Termovalorizzatore a Qualiano. I Consiglieri: “Immediato ricorso al TAR”

Termovalorizzatore a Qualiano. I Consiglieri: “Immediato ricorso al TAR”

QUALIANO – La seduta di Consiglio comunale Qualianese svoltosi ha messo in luce la questione riguardante l’inceneritore, a seguito della pubblicazione di un bando da parte della Regione Campania sulla costruzione di un termovalorizzatore in località Ponte Riccio.


I consiglieri di maggioranza e minoranza, hanno proposto diversi punti, su cui tutto il Consiglio si è espresso votandoli favorevolmente all’unanimità: Immediato ricorso al Tar per l’annullamento del bando voluto dalla Regione Campania, con annessi due legali da mandare in sede amministrativa; costituzione di un comitato permanente con la partecipazione dei consiglieri comunali, segretari di partito, associazioni e cittadini; convocazione di  un consiglio comunale aperto ai deputati della zona, ai consiglieri comunali e a personalità esperte in campo giuridico ambientale, con  attivazione entro i prossimi 15 giorni; promozioni di incontri con azioni da concordare  con gli altri comuni interessati dal bando e che sarà a carico della presidenza del consiglio.

Il Sindaco convocherà un tavolo con i comuni di Qualiano, Villaricca, Giugliano, Quarto e Calvizzano insieme alle forze di polizia della zona, in ultimo trasmettere all’organizzazione mondiale della sanità la delibera con tutta la documentazione relativa alle problematiche ambientali annunciate.

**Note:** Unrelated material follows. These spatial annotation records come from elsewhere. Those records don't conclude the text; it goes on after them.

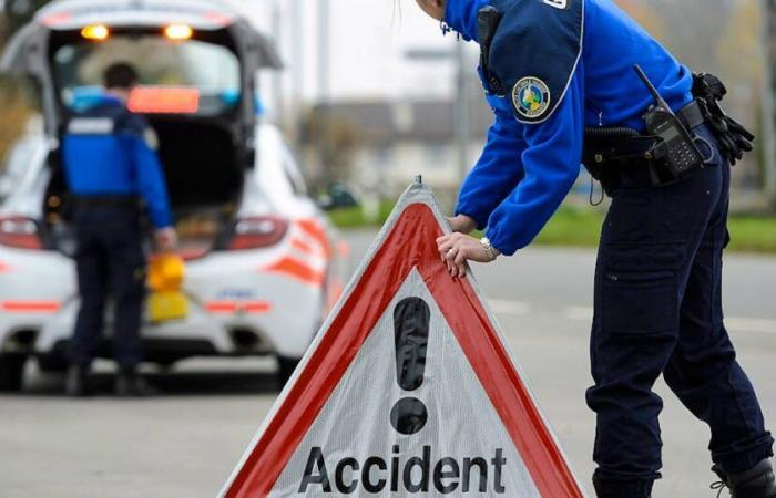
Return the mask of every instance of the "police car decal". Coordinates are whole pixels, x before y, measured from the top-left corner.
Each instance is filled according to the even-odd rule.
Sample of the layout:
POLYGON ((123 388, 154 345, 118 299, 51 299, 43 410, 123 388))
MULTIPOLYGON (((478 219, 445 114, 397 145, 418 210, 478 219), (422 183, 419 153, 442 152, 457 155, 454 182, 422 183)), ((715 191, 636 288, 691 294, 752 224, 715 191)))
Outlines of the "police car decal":
POLYGON ((511 90, 514 117, 549 120, 563 102, 582 55, 585 0, 491 0, 503 13, 489 68, 511 90))
POLYGON ((550 107, 550 89, 538 77, 523 77, 512 89, 514 108, 521 116, 529 120, 544 114, 550 107))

Molto soddisfatto sull’esito del Consiglio il primo cittadino De Luca: “In questa seduta si è dimostrata grande serietà. Non esistono colori politici in questi casi. Il nostro dovere ora è quello di attivarci con i cittadini, i comitati non solo quelli di Qualiano e di raccogliere le 50000 firme e fare una legge da sottoporre al parlamento italiano. Ribadiamo che noi siamo contro il termovalorizzatore”.

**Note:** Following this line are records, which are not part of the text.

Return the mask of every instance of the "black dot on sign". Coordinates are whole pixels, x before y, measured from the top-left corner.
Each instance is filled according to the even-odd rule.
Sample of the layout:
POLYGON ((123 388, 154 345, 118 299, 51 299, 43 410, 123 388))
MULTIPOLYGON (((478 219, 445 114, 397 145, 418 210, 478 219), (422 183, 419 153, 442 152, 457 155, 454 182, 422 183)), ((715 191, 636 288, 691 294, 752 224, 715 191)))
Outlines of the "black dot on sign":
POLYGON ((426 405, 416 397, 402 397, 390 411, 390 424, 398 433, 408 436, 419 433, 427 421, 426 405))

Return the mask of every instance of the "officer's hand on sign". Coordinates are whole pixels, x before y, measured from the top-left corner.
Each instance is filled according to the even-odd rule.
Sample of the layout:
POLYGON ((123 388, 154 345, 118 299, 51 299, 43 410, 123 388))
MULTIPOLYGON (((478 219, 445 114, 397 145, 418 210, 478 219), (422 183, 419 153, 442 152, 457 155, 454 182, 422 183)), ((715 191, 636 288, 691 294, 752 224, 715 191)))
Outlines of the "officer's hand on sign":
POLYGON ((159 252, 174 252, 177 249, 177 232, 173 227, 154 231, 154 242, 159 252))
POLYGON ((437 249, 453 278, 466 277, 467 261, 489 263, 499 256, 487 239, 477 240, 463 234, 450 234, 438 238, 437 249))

Sulla stessa lunghezza d’onda anche l’ex sindaco Onofaro: “Il problema serio qui è che si trovano i soldi per l’inceneritore , ma di soldi per la bonifica non se ne parla; saremo compatti nel dire no all’inceneritore”. Registriamo che allo scioglimento del consiglio c’è stato un dibattito con i cittadini dov’è venuto fuori ancor di più il bisogno di un alternativa per salvare questo territorio.